De nouvelles discussions entre le Liban et Israël se tiennent à Rome, sous parrainage américain, dans le prolongement du mécanisme issu du cessez-le-feu de novembre 2024. Objectif affiché côté libanais : obtenir un retrait israélien des points encore tenus dans le sud et un arrêt des frappes. Objectif israélien : obtenir ce que la résolution 1701 n'a jamais produit en dix-huit ans, c'est-à-dire un désarmement réel du Hezbollah au sud du Litani. Le parti chiite, lui, a immédiatement fait savoir qu'il refusait toute négociation avec Israël et qualifiait la démarche de capitulation.

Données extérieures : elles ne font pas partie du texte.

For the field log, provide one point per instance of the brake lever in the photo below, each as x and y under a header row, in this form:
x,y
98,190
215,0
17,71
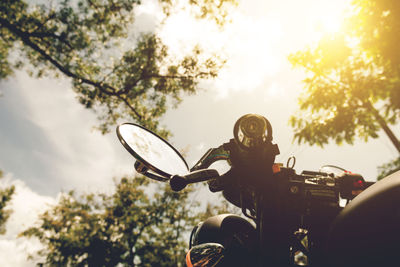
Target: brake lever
x,y
212,155
178,182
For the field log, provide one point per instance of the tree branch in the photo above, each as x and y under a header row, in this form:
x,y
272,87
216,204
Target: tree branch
x,y
104,88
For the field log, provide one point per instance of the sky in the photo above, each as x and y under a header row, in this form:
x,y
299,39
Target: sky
x,y
48,145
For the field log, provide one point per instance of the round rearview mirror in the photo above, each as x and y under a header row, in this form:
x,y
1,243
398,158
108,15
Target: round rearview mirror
x,y
151,150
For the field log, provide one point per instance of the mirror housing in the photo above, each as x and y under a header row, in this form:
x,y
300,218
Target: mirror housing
x,y
205,255
155,157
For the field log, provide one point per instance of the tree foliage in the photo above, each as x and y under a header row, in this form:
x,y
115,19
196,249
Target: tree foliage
x,y
5,197
388,168
84,40
130,227
352,89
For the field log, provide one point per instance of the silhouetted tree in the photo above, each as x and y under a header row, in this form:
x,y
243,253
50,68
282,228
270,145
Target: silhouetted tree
x,y
84,39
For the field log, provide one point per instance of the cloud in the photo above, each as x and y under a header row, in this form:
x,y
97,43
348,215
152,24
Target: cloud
x,y
26,205
51,143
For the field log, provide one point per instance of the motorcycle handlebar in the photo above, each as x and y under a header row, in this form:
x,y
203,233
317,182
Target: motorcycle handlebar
x,y
178,182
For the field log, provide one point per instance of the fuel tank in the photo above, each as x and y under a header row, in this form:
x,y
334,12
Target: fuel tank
x,y
367,231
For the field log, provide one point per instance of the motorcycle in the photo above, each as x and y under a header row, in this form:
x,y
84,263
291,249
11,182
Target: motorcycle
x,y
289,219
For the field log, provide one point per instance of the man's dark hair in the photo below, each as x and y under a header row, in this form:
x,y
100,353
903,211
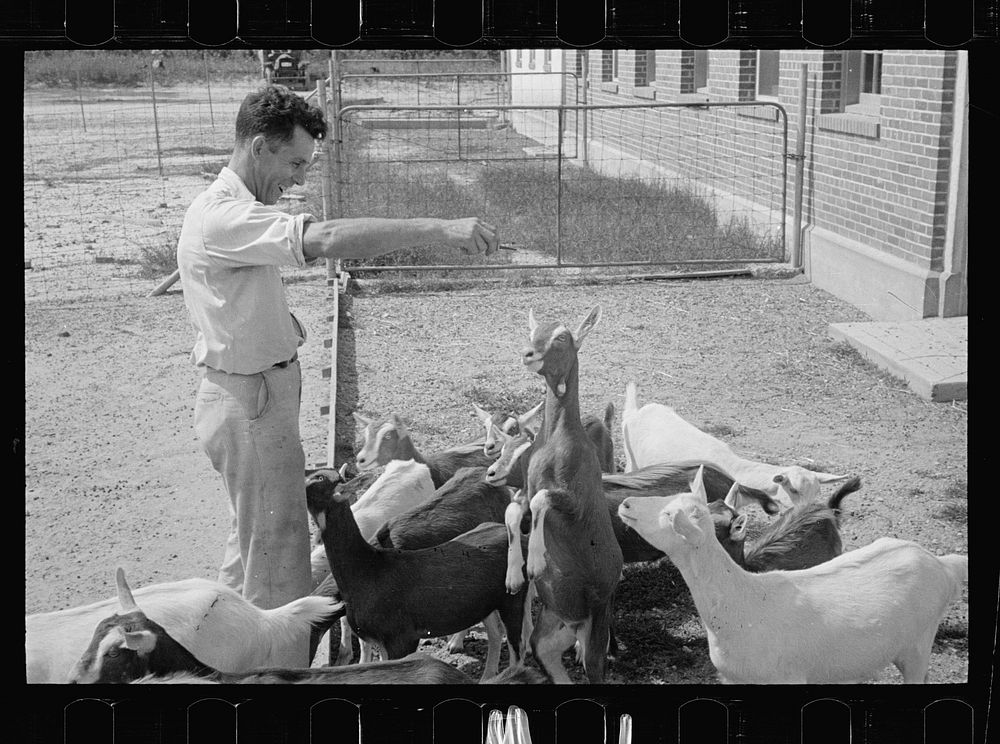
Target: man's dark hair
x,y
274,111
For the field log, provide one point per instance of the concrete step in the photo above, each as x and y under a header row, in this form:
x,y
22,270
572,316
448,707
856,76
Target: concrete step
x,y
931,355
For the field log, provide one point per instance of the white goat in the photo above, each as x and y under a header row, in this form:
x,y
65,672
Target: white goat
x,y
403,485
841,621
656,434
209,618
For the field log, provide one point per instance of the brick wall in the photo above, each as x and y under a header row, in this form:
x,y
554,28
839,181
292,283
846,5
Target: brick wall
x,y
879,181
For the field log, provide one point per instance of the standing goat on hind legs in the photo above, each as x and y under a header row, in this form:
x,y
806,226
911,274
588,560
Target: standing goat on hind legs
x,y
573,556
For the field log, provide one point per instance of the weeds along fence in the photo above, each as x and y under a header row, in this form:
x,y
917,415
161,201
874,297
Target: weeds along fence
x,y
109,171
654,184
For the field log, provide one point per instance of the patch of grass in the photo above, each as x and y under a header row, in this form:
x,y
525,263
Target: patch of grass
x,y
956,511
719,430
130,68
158,260
603,219
957,490
496,399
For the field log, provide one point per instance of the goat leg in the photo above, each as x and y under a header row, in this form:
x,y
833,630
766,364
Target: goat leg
x,y
540,504
515,559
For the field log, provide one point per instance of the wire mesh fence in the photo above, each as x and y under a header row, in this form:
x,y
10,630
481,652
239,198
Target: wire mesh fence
x,y
655,184
109,171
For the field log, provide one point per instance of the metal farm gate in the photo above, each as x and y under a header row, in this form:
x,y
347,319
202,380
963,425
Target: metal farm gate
x,y
573,185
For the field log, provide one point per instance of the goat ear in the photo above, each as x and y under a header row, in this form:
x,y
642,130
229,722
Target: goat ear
x,y
532,420
140,641
532,323
482,415
830,477
738,529
588,324
684,527
733,497
125,598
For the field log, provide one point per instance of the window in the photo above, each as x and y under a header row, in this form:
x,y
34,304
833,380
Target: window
x,y
607,65
700,70
650,66
768,68
862,81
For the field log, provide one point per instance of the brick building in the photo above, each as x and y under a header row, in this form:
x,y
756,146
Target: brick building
x,y
885,202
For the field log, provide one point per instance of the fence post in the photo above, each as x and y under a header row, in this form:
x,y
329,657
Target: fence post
x,y
156,122
800,156
79,95
559,118
208,88
584,70
458,102
325,146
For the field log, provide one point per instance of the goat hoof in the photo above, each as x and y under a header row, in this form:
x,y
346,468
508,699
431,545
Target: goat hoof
x,y
344,656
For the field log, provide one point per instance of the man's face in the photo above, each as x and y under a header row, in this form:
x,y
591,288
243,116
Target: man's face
x,y
276,172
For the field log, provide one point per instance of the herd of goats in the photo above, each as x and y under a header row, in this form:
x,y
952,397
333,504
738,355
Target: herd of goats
x,y
535,516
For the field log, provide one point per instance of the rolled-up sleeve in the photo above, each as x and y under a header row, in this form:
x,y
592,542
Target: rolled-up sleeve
x,y
247,233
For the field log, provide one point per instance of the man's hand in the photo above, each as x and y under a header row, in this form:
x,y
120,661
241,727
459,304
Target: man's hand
x,y
472,235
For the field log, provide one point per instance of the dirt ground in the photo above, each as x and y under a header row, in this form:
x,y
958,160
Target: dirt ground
x,y
114,475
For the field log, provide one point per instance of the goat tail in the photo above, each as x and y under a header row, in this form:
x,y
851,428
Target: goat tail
x,y
609,415
175,678
957,567
518,674
849,487
305,612
631,398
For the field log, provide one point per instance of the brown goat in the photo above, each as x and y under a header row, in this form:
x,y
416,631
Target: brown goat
x,y
573,556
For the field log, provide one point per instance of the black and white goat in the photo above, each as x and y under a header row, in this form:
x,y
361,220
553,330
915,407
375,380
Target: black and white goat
x,y
129,647
839,622
396,597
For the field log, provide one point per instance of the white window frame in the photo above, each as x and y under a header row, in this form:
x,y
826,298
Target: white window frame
x,y
705,66
862,82
650,66
766,96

Ce refus est présenté comme une force. C'est l'inverse. Pendant des décennies, le Hezbollah n'avait pas besoin de dire non : personne à Beyrouth n'osait poser la question. Le fait que le gouvernement libanais mandate des négociateurs — désormais avec une composante civile — malgré l'opposition frontale du parti armé, signale que le monopole du Hezbollah sur la politique étrangère du pays s'est fissuré. Ce n'est pas la diplomatie qui a produit cette fissure : c'est la décapitation de sa chaîne de commandement, la destruction d'une grande partie de son arsenal et l'effondrement du corridor logistique syrien après la chute d'Assad. Israël a changé les rapports de force sur le terrain ; Rome n'en est que la traduction administrative.